Заслушав свежую информацию, Растригин принимает решение забыть на время об охоте и заняться рыбной ловлей, как более благодарным промыслом.

"Однако, у нас отсутствуют орудия лова," - заметил было я. "Ерунда. Сейчас что–нибудь придумаем", - возражает рыболовный генералиссимус. И придумал.

Во–первых, в загашниках "уазика" нашлась чистейшая белая простыня. Зачем Растригин брал с собой на охоту простыню - непонятно. Возможно, во время охоты кому–то полагалась роль Карлсона, усмиряющего фрекен Бок. Хотя вряд ли сохатый повелся бы на такую уловку.

Усыплять бдительность лесных животных с помощью постельных принадлежностей - идея, на мой взгляд, более чем сомнительная. Но это не важно, главное, что простыня у нас всё–таки была. А значит, у нас был шанс попытаться извлечь из этого пользу.

Самую опасную часть предприятия Растригин возложил на себя. Во–первых, своим видом он должен был так напугать хариусов, чтобы те обратились в бегство, желательно в сторону простыни. С этой миссией он справился блестяще, "для храбрости" приняв перед атакой на непуганую степную рыбу несколько наркомовских доз "огненной воды". Хариусы покорно отступили туда, куда нужно.

После этого, прицелившись из дробовика, генерал–фельдмаршал открыл из обоих его стволов ураганный огонь по воде. К счастью, патронов было только два.

Наша с водителем задача состояла в том, чтобы очень быстро зачерпывать простынёю вращающего вылезающими из орбит глазами, запуганного Растригиным хариуса, и выволакивать полуобморочную рыбу на дикий брег бывшей ирригационной канавы до того момента, как наша добыча придет в себя и начнет активно сопротивляться. Следовало ли после того раскладывать отдельно по простыне каждого впавшего в отчаяние и потерявшего сознание хариуса, нужно ли искать рыбьего муллу, попа, ксендза или рэбе для отпевания - никаких предварительных указаний от великого кормчего Растригина так и не поступило.

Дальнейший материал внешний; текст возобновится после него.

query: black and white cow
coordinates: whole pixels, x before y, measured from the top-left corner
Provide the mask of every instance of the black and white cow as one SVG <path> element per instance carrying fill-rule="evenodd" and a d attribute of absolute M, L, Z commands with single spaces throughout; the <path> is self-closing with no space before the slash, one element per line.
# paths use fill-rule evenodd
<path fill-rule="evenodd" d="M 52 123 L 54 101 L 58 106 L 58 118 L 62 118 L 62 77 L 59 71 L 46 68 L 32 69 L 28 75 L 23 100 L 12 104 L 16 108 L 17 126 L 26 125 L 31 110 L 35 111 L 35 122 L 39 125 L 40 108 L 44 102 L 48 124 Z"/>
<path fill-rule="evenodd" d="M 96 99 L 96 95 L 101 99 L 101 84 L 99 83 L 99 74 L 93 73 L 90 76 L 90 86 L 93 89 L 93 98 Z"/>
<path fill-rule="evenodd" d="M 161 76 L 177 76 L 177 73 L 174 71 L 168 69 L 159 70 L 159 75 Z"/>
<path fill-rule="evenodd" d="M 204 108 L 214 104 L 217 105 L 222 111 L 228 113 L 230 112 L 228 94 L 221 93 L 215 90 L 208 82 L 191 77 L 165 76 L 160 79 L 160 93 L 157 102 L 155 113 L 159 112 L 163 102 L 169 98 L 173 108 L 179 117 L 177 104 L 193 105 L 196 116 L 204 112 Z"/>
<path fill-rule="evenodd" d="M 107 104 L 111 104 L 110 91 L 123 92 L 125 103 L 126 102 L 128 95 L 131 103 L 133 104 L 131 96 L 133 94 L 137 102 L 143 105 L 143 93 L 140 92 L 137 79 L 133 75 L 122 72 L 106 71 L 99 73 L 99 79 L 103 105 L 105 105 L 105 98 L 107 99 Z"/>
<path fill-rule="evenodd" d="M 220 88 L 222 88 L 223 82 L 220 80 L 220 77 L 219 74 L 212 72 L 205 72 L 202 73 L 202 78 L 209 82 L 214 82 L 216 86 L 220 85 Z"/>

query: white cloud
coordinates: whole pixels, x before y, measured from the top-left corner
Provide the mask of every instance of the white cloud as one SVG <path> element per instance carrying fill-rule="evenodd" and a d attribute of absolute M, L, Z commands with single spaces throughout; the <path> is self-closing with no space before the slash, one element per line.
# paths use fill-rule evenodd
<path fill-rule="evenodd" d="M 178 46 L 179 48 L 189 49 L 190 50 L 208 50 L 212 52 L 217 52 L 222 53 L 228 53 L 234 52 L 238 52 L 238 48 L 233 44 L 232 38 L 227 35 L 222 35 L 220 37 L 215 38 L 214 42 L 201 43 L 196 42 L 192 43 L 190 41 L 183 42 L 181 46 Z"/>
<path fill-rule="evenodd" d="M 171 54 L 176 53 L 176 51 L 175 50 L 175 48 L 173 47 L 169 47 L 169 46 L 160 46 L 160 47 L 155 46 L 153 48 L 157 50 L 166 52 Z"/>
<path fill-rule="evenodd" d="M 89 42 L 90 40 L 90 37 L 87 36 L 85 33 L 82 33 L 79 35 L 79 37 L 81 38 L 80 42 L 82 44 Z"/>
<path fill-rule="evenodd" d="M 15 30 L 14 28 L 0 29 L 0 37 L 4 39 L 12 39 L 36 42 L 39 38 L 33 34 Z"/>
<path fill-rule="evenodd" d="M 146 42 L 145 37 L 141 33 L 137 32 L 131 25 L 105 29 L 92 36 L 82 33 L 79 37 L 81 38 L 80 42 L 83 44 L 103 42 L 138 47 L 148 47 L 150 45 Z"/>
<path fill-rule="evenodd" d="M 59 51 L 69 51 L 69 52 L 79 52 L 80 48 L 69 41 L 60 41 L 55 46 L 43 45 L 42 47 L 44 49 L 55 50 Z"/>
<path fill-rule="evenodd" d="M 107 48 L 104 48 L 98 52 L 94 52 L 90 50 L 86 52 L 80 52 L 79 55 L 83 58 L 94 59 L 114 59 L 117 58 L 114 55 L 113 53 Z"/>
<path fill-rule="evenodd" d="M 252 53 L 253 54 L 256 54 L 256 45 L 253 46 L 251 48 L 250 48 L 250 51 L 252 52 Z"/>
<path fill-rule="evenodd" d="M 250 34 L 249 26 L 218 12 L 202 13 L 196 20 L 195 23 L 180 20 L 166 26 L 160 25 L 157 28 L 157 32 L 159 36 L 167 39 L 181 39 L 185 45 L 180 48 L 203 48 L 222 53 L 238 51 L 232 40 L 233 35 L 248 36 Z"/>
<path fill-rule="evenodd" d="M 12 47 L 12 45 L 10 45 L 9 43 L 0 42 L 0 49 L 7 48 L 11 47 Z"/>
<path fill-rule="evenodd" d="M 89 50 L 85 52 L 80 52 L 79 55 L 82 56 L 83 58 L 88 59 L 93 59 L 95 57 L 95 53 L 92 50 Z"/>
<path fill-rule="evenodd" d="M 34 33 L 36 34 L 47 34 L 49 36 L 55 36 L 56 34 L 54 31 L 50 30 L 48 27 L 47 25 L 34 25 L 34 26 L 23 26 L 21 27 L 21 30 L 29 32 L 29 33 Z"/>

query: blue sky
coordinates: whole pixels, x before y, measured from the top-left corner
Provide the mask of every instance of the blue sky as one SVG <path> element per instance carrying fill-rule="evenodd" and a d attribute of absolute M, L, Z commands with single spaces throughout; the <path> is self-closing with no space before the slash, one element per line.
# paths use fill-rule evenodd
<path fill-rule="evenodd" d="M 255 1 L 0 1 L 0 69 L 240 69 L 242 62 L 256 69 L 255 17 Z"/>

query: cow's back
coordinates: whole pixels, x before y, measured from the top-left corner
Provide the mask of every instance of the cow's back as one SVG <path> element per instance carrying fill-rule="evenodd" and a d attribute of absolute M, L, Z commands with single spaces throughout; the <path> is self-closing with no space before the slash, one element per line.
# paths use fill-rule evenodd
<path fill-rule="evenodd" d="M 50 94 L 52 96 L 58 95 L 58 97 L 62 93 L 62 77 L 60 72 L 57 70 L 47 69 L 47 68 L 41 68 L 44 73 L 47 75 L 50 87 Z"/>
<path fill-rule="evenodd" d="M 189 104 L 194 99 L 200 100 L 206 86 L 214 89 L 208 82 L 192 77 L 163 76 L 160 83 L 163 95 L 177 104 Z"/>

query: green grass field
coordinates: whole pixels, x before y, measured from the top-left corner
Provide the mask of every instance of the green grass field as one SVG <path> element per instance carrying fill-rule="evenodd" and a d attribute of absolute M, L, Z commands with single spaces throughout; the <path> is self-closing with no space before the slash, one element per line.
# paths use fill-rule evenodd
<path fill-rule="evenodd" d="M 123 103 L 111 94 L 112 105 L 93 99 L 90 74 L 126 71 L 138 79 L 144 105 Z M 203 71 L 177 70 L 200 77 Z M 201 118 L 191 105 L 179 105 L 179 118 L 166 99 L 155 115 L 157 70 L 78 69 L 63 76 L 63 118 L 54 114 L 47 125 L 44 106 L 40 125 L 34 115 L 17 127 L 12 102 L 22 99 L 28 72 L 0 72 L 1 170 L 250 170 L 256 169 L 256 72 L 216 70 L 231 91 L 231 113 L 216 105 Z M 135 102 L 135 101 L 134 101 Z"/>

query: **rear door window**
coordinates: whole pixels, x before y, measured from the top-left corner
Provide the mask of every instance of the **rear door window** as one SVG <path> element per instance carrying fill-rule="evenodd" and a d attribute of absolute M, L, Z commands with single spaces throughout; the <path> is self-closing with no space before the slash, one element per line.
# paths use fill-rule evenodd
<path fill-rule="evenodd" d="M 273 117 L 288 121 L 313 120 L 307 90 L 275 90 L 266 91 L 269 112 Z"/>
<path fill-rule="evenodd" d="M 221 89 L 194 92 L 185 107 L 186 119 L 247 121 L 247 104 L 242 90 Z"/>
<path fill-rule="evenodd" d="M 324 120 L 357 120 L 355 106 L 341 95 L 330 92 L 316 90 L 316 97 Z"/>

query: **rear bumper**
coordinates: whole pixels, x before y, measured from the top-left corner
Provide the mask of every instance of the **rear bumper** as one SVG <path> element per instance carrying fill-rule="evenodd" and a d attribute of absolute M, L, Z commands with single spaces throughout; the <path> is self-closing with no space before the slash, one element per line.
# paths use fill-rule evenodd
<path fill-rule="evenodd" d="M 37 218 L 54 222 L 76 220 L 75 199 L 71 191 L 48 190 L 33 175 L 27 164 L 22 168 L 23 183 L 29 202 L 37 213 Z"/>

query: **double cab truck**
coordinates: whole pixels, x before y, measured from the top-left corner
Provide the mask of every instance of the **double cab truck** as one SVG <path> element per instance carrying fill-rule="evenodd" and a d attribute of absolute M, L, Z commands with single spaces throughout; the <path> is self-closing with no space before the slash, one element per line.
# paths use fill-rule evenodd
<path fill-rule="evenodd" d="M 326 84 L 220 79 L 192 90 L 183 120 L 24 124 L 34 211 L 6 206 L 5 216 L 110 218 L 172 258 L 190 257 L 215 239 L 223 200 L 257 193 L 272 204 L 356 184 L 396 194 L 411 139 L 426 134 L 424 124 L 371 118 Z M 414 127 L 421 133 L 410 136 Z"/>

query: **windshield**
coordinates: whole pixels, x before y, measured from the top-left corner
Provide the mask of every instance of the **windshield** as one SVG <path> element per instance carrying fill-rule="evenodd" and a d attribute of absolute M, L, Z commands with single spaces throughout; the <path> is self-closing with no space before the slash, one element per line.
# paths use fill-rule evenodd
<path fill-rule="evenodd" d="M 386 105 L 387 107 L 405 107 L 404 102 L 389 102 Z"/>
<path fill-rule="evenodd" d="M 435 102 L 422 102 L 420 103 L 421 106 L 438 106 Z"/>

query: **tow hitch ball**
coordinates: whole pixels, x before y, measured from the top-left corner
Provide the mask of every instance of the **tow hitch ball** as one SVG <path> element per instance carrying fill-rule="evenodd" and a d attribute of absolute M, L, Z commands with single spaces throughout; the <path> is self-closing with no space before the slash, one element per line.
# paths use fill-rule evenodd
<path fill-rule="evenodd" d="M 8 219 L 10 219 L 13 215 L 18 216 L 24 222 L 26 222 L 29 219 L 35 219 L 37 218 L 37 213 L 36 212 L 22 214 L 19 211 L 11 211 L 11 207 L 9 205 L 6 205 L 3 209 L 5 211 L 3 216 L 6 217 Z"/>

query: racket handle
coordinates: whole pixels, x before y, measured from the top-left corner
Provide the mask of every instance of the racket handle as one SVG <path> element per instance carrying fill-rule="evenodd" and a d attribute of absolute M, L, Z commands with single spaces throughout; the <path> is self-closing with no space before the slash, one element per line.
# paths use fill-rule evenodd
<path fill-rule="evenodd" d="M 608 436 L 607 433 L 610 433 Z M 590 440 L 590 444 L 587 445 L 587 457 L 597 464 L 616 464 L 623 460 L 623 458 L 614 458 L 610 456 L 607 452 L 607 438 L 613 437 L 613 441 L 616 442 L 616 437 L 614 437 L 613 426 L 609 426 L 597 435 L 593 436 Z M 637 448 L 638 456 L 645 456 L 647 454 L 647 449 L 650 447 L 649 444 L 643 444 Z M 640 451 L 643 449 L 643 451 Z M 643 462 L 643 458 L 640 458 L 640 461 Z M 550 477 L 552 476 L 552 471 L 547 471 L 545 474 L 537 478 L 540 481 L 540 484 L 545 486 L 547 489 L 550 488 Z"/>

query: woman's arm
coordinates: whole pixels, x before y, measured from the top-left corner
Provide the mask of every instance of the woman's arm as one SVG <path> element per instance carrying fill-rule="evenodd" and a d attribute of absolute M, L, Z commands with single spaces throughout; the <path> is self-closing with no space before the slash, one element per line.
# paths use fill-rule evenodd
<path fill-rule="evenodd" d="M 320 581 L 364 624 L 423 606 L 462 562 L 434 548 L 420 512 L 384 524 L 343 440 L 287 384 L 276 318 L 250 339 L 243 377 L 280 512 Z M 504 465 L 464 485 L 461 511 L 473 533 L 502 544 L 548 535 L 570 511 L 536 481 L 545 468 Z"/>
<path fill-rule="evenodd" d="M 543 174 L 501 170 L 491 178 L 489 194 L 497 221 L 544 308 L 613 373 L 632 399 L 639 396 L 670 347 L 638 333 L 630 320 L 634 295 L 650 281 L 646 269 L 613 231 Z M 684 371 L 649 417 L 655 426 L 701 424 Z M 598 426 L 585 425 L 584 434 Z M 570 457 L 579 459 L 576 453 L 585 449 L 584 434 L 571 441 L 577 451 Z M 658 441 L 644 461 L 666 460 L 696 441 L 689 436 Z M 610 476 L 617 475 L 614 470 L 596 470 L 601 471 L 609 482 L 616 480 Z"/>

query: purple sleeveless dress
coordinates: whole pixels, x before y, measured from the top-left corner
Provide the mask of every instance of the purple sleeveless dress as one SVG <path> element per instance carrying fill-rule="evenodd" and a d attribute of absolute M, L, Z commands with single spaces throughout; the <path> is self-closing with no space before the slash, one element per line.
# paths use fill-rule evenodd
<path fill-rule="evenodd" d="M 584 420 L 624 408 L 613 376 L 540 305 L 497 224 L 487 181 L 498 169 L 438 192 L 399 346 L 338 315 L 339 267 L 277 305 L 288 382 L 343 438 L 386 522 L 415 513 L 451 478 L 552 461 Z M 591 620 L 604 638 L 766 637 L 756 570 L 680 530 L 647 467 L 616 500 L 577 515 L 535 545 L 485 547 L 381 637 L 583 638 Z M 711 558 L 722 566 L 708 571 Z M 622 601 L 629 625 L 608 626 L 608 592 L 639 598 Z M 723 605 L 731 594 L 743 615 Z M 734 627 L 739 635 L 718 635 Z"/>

Полный швах наших надежд на добычу я ощутил на себе сразу и непосредственно. Вследствие произведенных выстрелов по воде, под которой на глубине в среднем до 10 сантиметров мирно располагались богатые рыбные залежи, означенная жидкость сперва поднялась в воздух, а затем почему–то обрушилась на меня, после чего вместе со всей рыбой благополучно вернулась в канаву. В перепуганной выстрелом простыне не задержалось ничего. Всё же, один экземпляр каким–то образом затесался мне под рубашку.

Безумно хохоча и дергаясь, я пытался освободиться от беспощадности сумасшедшего хариуса. Подельники мои при этом выглядели несколько смущенными и озадаченными. Наконец, рыбка из меня выпала.

И как только это произошло, её немедля схватили голодные алчущие руки главного инженера. Через несколько мгновений со словами "мировой закусон" Растригин уже поедал с головы трепещущего хвостом живого хариуса, запивая его остатками водки.

Втроём одной рыбкой сыт не будешь (особливо, когда съел её кое–кто один из троих), и потому поехали мы в поселковую столовую. Еда в столовой какая–никакая имелась, а вот салфетки напрочь отсутствовали. Однако, находчивого Растригина это не смутило! Он и здесь блестяще вышел из ситуации: сначала аккуратно обтёр концом своего бравурного галстука–слюнявчика жирные от приема пищи губы, затем им же вытер свои засаленные пальцы. "Да, скифы мы! Да, азиаты мы!.."

Сквозь сон слышу тарахтение дементьевского "Бурана". Подрядчики–строители уже ждут меня в васинской избе. Едем смотреть площадку под УПН. Я сажусь в вахтовку строителей на базе ГАЗ‑66. Там, словно воробей на ветке, нахохлившись, сидит их механик - худощавый мужчина интеллигентного вида: в очках, усах и кожаной кепке с ушами. Весь его вид как бы говорит: "Извините, я здесь случайно. А это, собственно, что такое?"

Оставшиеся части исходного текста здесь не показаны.